Splitting a married couple's assets is often difficult during divorce. However, property division of retirement assets has its own unique concerns. Specific rules govern dividing 401(k) plans, pensions and individual retirement accounts. Annuities are also difficult, and couples may have to trade assets to avoid cashing in an annuity and losing significant value.
A qualified domestic relations order is required for 401(k) plans and pensions. A QDRO is a judicial decree that sets forth a spouse's right to receive any part of an account owner's qualified plan. These orders are submitted to plan administrators and then plan assets may be transferred to the spouse's name. Dividing a 401(k) plan with a QDRO allows a one-time tax break. Rolling these funds immediately into a new IRA also eliminates taxes or penalties. Beneficiaries must be reviewed to assure that there are no unintended recipients, such as the soon-to-be former spouse.

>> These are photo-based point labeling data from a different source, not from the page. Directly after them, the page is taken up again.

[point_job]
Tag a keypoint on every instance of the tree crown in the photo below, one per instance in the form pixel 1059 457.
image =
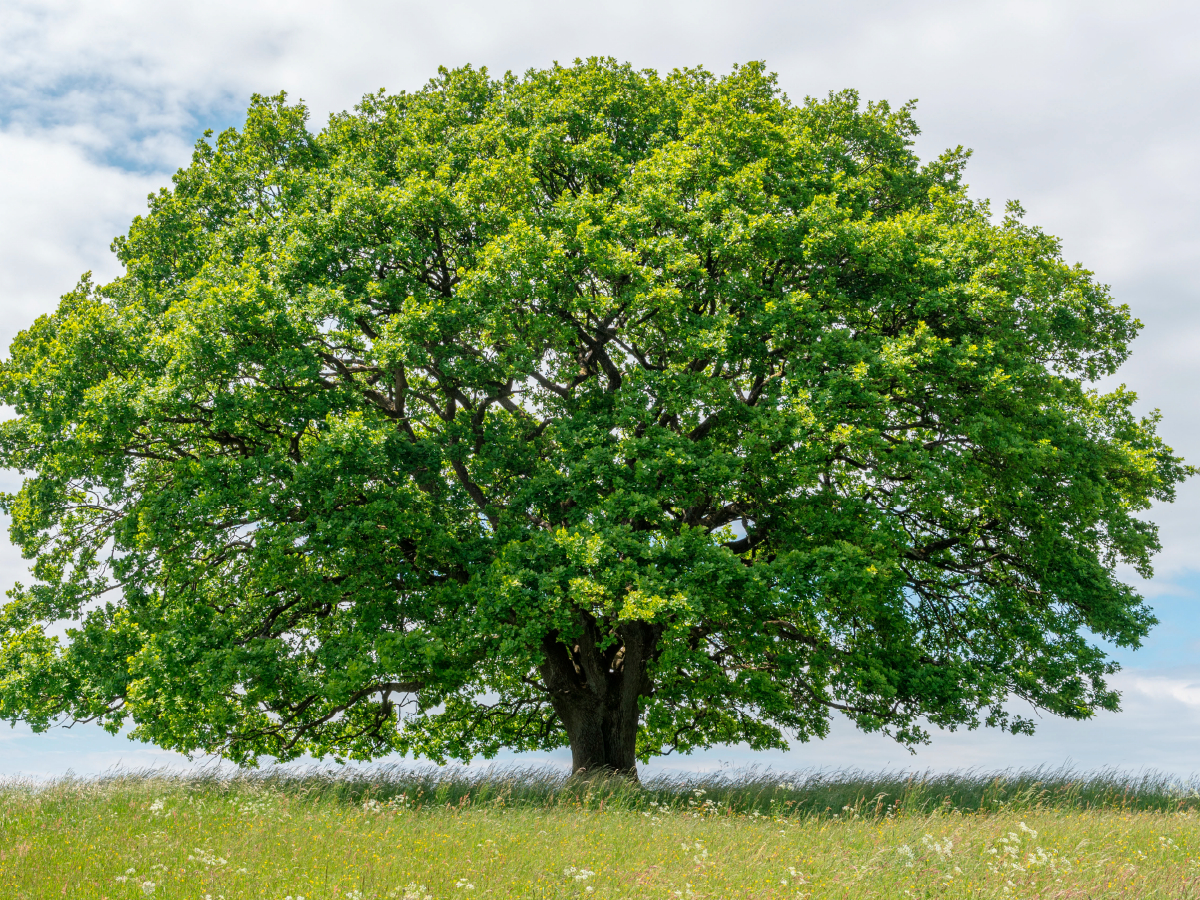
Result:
pixel 589 387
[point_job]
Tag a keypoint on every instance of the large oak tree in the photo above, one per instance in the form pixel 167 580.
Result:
pixel 588 407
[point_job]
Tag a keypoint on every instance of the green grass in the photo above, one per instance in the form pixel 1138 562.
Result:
pixel 429 833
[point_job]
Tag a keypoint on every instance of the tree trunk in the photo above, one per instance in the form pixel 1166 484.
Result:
pixel 595 694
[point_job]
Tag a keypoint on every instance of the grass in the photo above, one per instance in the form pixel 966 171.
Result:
pixel 429 833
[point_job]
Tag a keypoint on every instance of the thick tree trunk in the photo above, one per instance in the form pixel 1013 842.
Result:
pixel 595 694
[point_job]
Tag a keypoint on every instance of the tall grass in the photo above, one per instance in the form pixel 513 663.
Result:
pixel 534 834
pixel 744 792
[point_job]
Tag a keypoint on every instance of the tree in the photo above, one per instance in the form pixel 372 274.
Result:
pixel 591 407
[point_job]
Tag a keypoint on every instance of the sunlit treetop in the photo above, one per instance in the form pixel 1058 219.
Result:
pixel 587 407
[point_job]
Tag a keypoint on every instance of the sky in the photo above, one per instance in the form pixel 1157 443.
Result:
pixel 1085 112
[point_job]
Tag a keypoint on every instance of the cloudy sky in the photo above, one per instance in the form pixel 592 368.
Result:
pixel 1086 112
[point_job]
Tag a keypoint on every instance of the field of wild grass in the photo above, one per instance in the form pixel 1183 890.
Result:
pixel 441 834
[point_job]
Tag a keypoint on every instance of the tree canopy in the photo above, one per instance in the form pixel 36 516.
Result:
pixel 594 407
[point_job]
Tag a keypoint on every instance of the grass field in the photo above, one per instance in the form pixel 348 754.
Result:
pixel 415 835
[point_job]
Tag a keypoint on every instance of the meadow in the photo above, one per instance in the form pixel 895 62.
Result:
pixel 431 834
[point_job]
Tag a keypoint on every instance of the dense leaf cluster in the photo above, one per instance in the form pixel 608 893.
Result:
pixel 592 387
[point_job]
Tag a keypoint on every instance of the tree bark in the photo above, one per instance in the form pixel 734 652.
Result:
pixel 595 693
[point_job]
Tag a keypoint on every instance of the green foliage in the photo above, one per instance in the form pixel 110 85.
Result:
pixel 513 371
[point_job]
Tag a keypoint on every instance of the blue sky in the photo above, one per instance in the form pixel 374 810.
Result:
pixel 1086 112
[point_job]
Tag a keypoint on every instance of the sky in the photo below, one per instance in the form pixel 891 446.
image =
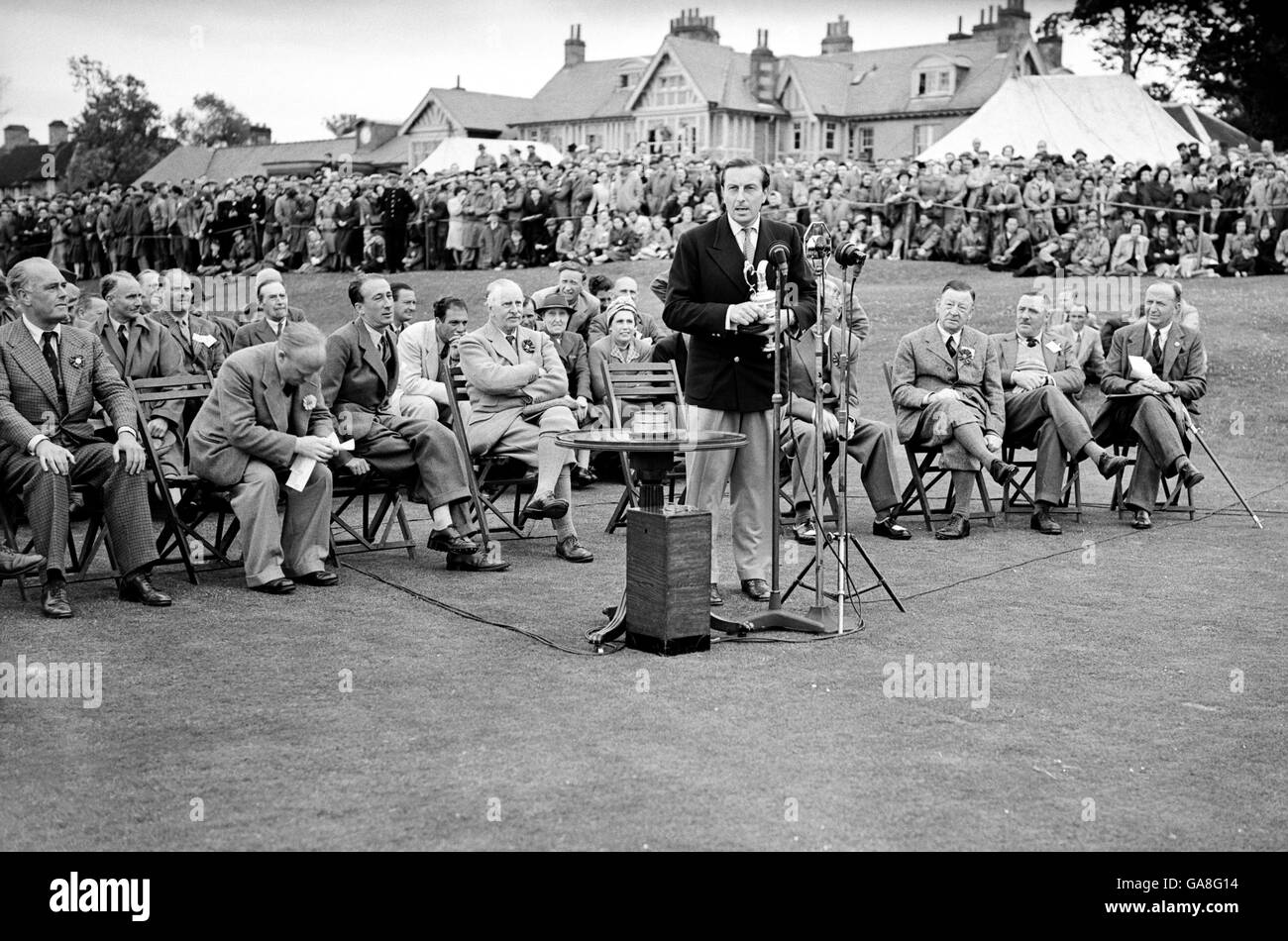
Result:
pixel 290 63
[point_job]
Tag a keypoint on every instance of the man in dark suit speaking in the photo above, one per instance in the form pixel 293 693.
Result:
pixel 730 377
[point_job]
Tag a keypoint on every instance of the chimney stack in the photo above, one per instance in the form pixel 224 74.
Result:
pixel 575 51
pixel 837 39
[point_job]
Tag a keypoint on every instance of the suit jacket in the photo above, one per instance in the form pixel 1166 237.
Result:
pixel 726 369
pixel 249 415
pixel 205 352
pixel 1184 366
pixel 355 380
pixel 921 366
pixel 29 398
pixel 254 334
pixel 1056 352
pixel 153 353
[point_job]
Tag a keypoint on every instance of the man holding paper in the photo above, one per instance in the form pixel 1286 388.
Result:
pixel 266 415
pixel 1154 368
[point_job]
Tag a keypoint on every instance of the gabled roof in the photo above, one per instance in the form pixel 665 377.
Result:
pixel 472 110
pixel 26 163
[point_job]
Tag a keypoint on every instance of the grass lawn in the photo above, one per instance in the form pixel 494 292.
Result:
pixel 1112 724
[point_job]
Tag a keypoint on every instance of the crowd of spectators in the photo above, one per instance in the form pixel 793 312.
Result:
pixel 1201 215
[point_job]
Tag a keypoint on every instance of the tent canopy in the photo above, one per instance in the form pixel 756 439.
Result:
pixel 1099 114
pixel 464 151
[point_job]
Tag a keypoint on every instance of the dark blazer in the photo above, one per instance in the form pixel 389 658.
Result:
pixel 355 380
pixel 726 369
pixel 249 415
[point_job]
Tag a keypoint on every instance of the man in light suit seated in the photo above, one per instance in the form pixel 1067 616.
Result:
pixel 421 349
pixel 519 402
pixel 267 409
pixel 868 442
pixel 359 378
pixel 947 391
pixel 1039 372
pixel 1149 413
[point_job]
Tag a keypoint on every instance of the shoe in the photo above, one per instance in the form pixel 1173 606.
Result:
pixel 571 550
pixel 545 506
pixel 138 587
pixel 1043 523
pixel 956 528
pixel 890 529
pixel 13 562
pixel 475 562
pixel 1189 473
pixel 53 600
pixel 1111 465
pixel 1003 471
pixel 278 585
pixel 450 541
pixel 804 533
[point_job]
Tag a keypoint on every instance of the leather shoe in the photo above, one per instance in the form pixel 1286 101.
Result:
pixel 956 528
pixel 1111 465
pixel 475 562
pixel 13 562
pixel 545 506
pixel 804 533
pixel 53 600
pixel 450 541
pixel 1001 470
pixel 1189 473
pixel 1043 523
pixel 890 529
pixel 138 587
pixel 572 551
pixel 278 585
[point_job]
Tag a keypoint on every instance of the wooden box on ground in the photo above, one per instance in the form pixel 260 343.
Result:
pixel 668 582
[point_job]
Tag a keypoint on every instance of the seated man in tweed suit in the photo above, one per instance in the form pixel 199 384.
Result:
pixel 947 390
pixel 51 374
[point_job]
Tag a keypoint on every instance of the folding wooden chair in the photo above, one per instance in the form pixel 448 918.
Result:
pixel 1171 501
pixel 640 382
pixel 489 476
pixel 181 540
pixel 926 473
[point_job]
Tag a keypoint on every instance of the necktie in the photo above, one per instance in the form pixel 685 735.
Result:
pixel 47 348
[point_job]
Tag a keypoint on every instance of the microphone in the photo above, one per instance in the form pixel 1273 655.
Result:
pixel 778 255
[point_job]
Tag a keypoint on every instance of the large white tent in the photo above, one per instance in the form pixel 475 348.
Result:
pixel 464 151
pixel 1099 114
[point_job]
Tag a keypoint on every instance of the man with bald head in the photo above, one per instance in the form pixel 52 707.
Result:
pixel 141 348
pixel 51 377
pixel 266 409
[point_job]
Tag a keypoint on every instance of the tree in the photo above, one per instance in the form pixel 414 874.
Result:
pixel 1240 62
pixel 214 123
pixel 119 130
pixel 342 124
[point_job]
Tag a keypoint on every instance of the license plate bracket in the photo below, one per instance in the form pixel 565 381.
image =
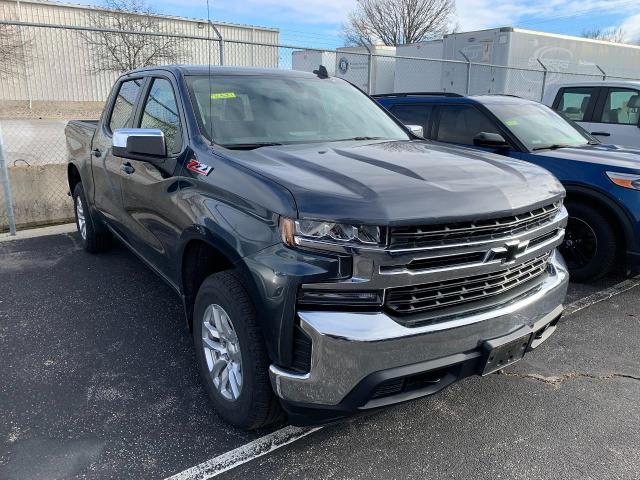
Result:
pixel 501 354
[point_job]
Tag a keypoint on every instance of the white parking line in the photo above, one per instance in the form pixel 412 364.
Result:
pixel 267 444
pixel 602 295
pixel 252 450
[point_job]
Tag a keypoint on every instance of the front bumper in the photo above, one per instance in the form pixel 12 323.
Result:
pixel 353 353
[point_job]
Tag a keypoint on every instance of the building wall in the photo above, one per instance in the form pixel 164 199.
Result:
pixel 59 62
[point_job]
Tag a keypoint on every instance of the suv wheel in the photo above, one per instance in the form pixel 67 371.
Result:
pixel 94 235
pixel 231 354
pixel 589 246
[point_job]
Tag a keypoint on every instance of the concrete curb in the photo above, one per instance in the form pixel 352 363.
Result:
pixel 39 232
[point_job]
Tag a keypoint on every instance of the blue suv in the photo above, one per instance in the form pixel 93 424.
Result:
pixel 602 181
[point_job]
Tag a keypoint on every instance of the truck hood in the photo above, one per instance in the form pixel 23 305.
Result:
pixel 608 155
pixel 401 182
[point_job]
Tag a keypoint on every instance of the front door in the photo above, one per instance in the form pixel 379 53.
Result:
pixel 106 168
pixel 149 188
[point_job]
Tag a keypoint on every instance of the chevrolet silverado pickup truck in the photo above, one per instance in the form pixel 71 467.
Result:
pixel 329 260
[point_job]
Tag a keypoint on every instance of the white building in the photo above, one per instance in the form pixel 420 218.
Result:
pixel 58 61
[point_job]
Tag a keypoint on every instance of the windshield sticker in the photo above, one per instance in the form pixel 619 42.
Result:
pixel 223 95
pixel 199 168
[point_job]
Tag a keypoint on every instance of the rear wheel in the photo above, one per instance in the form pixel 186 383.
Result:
pixel 231 354
pixel 589 246
pixel 94 235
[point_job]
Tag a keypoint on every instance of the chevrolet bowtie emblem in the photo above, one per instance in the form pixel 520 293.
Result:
pixel 509 252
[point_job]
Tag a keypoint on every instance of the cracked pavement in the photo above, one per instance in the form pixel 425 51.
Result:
pixel 98 382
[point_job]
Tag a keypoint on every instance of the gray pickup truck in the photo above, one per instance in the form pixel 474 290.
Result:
pixel 328 259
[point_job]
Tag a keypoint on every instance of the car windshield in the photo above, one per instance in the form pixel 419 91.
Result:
pixel 538 127
pixel 252 110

IRA division is handled through a divorce decree or separation agreement and not through a QDRO. IRA division may also have tax penalties. Withdrawing cash is taxable and has a 10 percent early withdrawal fee if the spouse is under 59-years-old.
Because assets have different values, some trade-offs may be recommended. For example, a spouse awarded a traditional 401(k) will owe taxes on any distributions, so it is not equivalent to receiving Roth IRA assets, which are funded with after-tax contributions. Roth IRAs are often separated from other retirement assets and divided equally.
Social Security benefits are not a marital asset and may not be divided. Because the higher-earning spouse gets a larger benefit, the couple may agree to pay monthly support payments or trade-off assets, such as an investment account, to make up this difference.